Wine helps the spirit

NORTH FORTY NEWS FILE PHOTO.

by Mark Moody
North Forty News

Holidays are often tied to feasting and what better compliment than a bottled spirit to enhance the experience. Wine has become enormously popular especially during the holidays. The grape not only offers a vehicle to wash down the Christmas roast but fortified versions are a friendly companion for rich desserts.

Here are a few suggestions complete with some history based upon extensive research to enliven your holiday gatherings.

Cabernet Sauvignon is the planet’s most popular red wine. Originally from the Bordeaux region of France, the cradle of many popular selections of today, Cabs beginnings started in the 17th Century. Grown in many winemaking regions because of its hearty disposition Cabernet has strong tolerance of variable climate conditions. Cabernet’s full-bodied flavor makes it an excellent blending grape combined with other varietals. On its own the fruit forward burst of flavor is the proper companion to beef dishes and heavy tomato concoctions. California is awash is fruity cabs. Stag’s Leap and Jordan Vineyards offer tasty but somewhat pricey selections.

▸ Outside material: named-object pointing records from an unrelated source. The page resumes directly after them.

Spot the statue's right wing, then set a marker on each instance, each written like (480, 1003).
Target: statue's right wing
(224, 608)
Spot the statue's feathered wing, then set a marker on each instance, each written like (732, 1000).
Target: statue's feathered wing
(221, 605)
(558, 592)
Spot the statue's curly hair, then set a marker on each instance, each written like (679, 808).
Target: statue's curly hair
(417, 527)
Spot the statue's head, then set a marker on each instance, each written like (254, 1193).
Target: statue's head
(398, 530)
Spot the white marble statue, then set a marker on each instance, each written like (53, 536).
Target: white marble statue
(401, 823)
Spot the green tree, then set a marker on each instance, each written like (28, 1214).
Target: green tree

Chardonnay is one of the three most asked for wines anywhere. The Burgundy region of France started Chards centuries ago. Although grown in a variety of climates, Chardonnay vines can be sensitive to early spring frosts. As with many wines, California Chardonnay began significant commercial production in the 1980s. The taste can vary from citrus to vanilla based upon the vintner’s preference.  Simi winery has a solid Chard with a citrus flavor, while mega-vintner Kendal Jackson’s more oaky offering is one of the best selling wines in the country. For those with deeper pockets Bergstrom’s Sigrid is awesome at a hundred bucks a bottle.

Many other wines are available to fit most palates from Zinfandels with their great depth of flavor and syrah, a more traditional taste of the Rhone Valley. Stepping away from the most popular, pinot noir is the out of the box selection. France’s Burgundy region also begat pinots, a fussy grape requiring a far narrower climate condition preferring wetter and cooler growing seasons. Grown and nurtured throughout the world some of the best pinot noirs are available from the Pacific Northwest.  Pinots taste is vastly more subtle reflecting soil conditions where a rocking growing medium produces a more mineral taste. Some of the loamy soils of the inland acreages show off more fruit taste.

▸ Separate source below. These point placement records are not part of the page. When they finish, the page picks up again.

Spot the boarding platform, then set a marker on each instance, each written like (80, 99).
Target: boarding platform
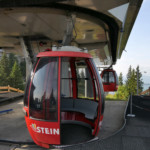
(119, 132)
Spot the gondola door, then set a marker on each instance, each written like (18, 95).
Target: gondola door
(43, 109)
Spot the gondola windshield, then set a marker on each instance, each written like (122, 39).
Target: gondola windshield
(43, 93)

A to Z Vineyards has a consistently fine pinot under twenty dollars, but many others can be well over thirty bucks.

Fortified wines as a group have a higher alcohol content and thicker consistency and pair well with many of the holiday’s rich desserts. Ruby, tawny or vintage ports melt in your mouth when coupled with anything chocolate. Sauterne with the flavor of butter and honey can be heavenly with creamy confections and cheese cake.